I'm working on a thick client graph displaying and manipulation application. I'm trying to apply the MVC pattern to our 3D visualization component.

Here is what I have for the Model, View, and Controller:

Model - The graph and it's metadata. This includes vertices, edges, and the attributes of each. It does not contain position information, icons, colors, or anything display related.

View - This would commonly be called a scene graph. It includes the 3D display information, texture information, color information, and anything else that is related specifically to the visualization of the model.

Controller - The controller takes the view and displays it in a Window using OpenGL (but it could potentially be any 3D graphics package).

The application has various "layouts" that change the position of the vertices in the display. For instance, one layout may arrange the vertices in a circle.

Is it common for these layouts to access and change the view directly? Should they go through the Controller to access the View? If they go through the Controller, should they just ask for direct access to the View or should each change go through the controller?

I realize this is a bit different from the standard MVC example where there a finite number of Views. In this case, the View can change in an infinite number of ways. Perhaps I'm shattering some basic principle of MVC here.

Thanks in advance!

2 Answers 2


What you describe is more akin to MVP, Supervising Controller or Passive View.

  • Ok, that sounds fair. I've got to read up on these more, but the same question applies. Is it considered normal for external code to directly manipulate the View?
    – Luke
    Nov 29, 2011 at 22:00
  • In above mentioned patterns, Presenter is one that does it. Commands and changes the view and reacts to external events as well. They have subtle differences, but are fairly similar. Look it up at martinfowler.com, one of the great articles (more than one, probably, but I remember one) there is on this topic.
    – herby
    Nov 29, 2011 at 22:05

I'm most familiar with Microsoft's ASP.NET MVC implementation. MVC does not apply separation at the level you describe.

  • Model is essentially a data layer model. It's not directly tied to the database tables (bad practice), but it's close.
  • View is where the UI lies. So if this is web, that would be HTML/JavaScript or really even C# (via razor in a View page...but you need to work with an MVC3 project for all that to make sense). My point is that its about the layering, not the languages. Windows based applications tend to use MVVM rather than MVC so I don't think there is a direct tie, but the UI is still basically the View.
  • The controller is the middle man between these two.

There's not a lot more to it.

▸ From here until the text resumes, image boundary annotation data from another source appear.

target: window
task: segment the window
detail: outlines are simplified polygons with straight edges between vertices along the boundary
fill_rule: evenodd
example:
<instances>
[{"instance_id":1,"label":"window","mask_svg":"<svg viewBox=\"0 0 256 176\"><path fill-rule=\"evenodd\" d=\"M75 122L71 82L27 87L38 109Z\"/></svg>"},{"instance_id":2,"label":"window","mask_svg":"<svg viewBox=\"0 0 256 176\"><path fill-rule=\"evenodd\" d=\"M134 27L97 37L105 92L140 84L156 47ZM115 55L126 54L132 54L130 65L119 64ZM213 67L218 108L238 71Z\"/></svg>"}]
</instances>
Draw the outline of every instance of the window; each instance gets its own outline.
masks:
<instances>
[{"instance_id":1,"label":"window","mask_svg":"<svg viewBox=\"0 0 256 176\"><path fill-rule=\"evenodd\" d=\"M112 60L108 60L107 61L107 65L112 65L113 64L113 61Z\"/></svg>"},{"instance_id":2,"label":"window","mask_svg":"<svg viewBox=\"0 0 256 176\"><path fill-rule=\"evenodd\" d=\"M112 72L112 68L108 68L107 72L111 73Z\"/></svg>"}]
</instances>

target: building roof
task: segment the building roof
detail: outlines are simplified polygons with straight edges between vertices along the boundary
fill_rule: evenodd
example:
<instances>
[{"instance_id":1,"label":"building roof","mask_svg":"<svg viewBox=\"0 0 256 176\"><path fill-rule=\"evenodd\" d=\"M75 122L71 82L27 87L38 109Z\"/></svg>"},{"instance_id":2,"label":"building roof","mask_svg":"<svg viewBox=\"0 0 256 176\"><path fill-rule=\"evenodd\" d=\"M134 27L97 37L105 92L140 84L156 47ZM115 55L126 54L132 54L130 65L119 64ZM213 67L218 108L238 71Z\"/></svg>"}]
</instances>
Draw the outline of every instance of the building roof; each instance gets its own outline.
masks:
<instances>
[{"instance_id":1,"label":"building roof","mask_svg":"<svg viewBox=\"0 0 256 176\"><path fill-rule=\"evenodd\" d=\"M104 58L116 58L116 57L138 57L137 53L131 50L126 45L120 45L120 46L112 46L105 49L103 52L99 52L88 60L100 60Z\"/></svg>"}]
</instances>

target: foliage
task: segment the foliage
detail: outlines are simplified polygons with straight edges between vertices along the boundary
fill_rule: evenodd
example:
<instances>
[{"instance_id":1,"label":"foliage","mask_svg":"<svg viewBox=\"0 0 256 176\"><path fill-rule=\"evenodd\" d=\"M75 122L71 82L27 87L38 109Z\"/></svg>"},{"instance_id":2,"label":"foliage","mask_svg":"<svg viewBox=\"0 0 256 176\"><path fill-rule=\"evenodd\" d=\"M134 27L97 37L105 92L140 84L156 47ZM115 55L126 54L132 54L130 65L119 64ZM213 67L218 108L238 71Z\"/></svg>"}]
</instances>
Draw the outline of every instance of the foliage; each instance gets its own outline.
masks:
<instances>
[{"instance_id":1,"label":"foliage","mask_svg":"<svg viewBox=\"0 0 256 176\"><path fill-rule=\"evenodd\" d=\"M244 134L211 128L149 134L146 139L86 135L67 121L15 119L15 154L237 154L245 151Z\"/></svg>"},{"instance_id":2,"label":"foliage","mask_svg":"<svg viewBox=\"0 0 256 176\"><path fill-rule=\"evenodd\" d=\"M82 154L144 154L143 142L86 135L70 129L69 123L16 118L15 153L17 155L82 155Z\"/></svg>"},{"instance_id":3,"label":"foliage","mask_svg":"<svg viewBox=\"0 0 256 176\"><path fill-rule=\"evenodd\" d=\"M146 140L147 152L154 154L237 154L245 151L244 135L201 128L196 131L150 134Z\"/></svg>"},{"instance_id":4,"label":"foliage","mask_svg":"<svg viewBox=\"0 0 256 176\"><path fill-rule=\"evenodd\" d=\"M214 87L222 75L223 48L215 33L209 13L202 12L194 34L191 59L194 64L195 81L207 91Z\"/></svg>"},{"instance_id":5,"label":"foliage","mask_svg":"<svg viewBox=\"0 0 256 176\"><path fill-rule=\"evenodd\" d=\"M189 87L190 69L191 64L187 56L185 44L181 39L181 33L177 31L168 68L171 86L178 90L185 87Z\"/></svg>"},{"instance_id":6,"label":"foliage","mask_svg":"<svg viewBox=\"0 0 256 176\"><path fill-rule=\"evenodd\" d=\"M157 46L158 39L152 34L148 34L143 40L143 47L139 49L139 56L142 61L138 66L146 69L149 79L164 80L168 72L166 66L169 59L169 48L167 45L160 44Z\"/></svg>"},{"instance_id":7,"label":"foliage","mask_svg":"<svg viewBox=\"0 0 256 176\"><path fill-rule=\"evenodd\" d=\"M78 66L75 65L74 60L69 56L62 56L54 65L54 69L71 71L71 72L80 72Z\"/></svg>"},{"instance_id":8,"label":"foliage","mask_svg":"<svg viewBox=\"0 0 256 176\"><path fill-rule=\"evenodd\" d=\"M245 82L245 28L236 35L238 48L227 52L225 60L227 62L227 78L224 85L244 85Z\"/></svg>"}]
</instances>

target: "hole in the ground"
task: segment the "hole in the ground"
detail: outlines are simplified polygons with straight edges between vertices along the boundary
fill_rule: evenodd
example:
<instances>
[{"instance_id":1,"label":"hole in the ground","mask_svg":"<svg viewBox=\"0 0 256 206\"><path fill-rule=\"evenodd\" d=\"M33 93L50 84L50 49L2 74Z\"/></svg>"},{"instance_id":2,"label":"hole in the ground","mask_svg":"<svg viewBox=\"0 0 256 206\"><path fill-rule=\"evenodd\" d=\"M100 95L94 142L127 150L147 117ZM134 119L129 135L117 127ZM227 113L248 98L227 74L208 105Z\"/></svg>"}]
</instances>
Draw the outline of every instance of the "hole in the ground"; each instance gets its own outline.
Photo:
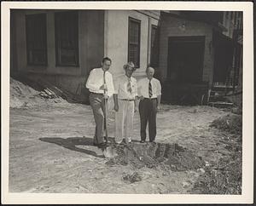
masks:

MVC at it's core is a simple design.

You also need a business layer that works closely with the controller in all but the most trivial projects. MVC does not have a defined business layer and yes it is OK and normal to add your own.

Accessing from View > View directly is not something I've heard of anyone attempting to do, nor would I recommend it. For maintainability, you should create parallel layers for specific tasks. The view should be modified either by itself or by calls to the controller which in turn may call the model, business layer or some other intermediate layer.